Wednesday, 5 July 2017

THE LAW OF SUCCESSION - INTESTACY

when talking about succession, 'it always cheaper and easier to employ the service of a lawyer to avoid getting into a mess than employing one to get out of a mess'.

The beautiful thing about the law of succession is that it affects almost everybody. In a lifetime, you are either going to inherit property or pass property to your heirs. Whichever category you fall in, it must be in accordance with law, and like they say, 'ignorance of the law is no excuse'.

Property is generally divided into two types:
1. Real Property (land and landed property)
2. Personal property (all other property apart from land)

There are two types of succession
1. Testate Succession (where there's a valid will)
2. Intestate Succession (where there is no valid will or the will covers only part of the property of the deceased)

A will or testament is a legal document by
which a person, the testator , expresses their
wishes as to how their property is to be
distributed at death, and names one or more
persons, the executor , to manage the estate
until its final distribution. 

A gift of Personal property through a will is known as a LEGACY, and the beneficiary is called a LEGATEE
A gift of real property through a will is known as a DEVISE, and the beneficiary is DEVISEE

A person who wishes to pass his estate to his heirs may do so through a will, where he does not, his estate forms intestate estate and is governed by Laws relating to intestacy. Subsequently we will examine the laws relating to making of a will in another post, but here our focus will be on INTESTACY. 

Intestacy is the condition of the estate of a person who dies without
having made a valid will or other binding declaration. Alternatively
this may also apply where a will or declaration has been made, but
only applies to part of the estate; the remaining estate forms the
" intestate estate".

Where a person dies intestate, his estate is governed by the personal law of the deceased and the rules of equity. If during his lifetime, the deceased was subject to customary law, his estate would devolve in accordance to the rules of Customary Law, but where not, his estate is governed by the Administration of Estates Law of the various states in Nigeria. (see SALUBI v. NWARIAKU)

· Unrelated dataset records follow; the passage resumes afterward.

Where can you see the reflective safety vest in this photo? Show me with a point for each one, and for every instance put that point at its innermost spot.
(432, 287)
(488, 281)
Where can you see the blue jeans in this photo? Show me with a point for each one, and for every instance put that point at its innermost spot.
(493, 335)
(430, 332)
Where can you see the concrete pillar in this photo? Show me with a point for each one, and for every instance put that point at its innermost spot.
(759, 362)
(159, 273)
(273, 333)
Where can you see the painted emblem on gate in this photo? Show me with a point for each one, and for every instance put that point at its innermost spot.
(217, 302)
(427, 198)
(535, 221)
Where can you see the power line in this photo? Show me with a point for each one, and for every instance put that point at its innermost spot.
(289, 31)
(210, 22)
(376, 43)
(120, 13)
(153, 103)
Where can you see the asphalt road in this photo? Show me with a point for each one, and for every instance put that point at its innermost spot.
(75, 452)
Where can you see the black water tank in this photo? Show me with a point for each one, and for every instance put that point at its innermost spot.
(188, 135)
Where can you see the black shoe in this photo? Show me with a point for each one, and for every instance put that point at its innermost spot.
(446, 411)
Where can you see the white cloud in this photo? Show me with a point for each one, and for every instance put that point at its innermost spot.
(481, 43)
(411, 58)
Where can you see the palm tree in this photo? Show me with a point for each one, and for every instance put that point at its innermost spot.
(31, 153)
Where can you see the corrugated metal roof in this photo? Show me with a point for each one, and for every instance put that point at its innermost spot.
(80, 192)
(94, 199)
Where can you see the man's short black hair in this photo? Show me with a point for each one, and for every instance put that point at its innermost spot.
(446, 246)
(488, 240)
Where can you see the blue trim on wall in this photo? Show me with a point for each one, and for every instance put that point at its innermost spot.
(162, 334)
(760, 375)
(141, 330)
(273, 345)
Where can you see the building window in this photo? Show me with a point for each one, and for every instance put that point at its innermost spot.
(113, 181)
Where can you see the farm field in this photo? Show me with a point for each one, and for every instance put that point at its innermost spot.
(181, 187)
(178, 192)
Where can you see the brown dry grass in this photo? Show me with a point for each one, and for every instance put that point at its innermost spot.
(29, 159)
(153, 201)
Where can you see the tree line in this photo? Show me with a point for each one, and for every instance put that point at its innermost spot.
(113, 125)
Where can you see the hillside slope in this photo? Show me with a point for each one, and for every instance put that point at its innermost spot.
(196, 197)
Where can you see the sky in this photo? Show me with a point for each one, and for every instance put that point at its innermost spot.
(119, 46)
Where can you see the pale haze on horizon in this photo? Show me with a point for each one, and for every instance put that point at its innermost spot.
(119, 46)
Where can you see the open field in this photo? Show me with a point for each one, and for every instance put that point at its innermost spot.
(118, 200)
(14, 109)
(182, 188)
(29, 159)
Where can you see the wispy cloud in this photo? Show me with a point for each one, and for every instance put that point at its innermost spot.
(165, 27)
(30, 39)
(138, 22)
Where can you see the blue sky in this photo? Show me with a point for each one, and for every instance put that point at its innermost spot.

Where a person whose estate is governed by customary law on intestacy, a letter of administration need not be obtained for devolution of the property and the property may be shared by the community head or family head in line with the prevalent custom; but where the property is bound by the Administration of Estates Law, a letter of administration must be obtained.

Letter of Administration is the legal authority granted by the Probate Court to a person
called the administrator or administratrix to administer the estate or property of a
person who died intestate. A person is said to have died intestate when he dies without
leaving behind a valid will. The administrator derives his or her authority to act from
the terms of the letters of administration, and where the letters of administration is not
granted, an administrator lacks the authority to act. Ademola v. Sodipo (1989) 5 NWLR (Pt. 121)329.

Any person interested in the Estate of the deceased may apply for a letter of administration. This includes relatives, children of the deceased born in or out of wedlock.(see Section 26 (1) of the Administration
of Estate Law, Laws of Lagos State,
Volume 1, CAP A3, 2003)

The maxim number of persons that can apply for a letter of administration is four. (see Section 24 Administration of Estate Law, Laws of Lagos State).

Section 49(1) of the Administration of Estates Law states that, the estate of a person
who died intestate shall be distributed in the following manner; the surviving husband or
wife shall take the personal chattels absolutely and in addition the estate (excluding
personal chattels) shall be charged with the payment of a net sum of money equivalent
to the value of one third of the estate, free of funeral expenses, to the surviving
husband or wife plus interest from the date of death at the rate of 2½ % per annum
until paid or appropriated and subject to providing for that sum the estate (excluding
personal chattels) shall be held as follows; (a) one-third upon trust for the surviving
husband or wife during his or her lifetime and subject to such life interest, on the
statutory trusts for the children of the deceased; and (b) two thirds on the statutory
trusts for the children of the deceased.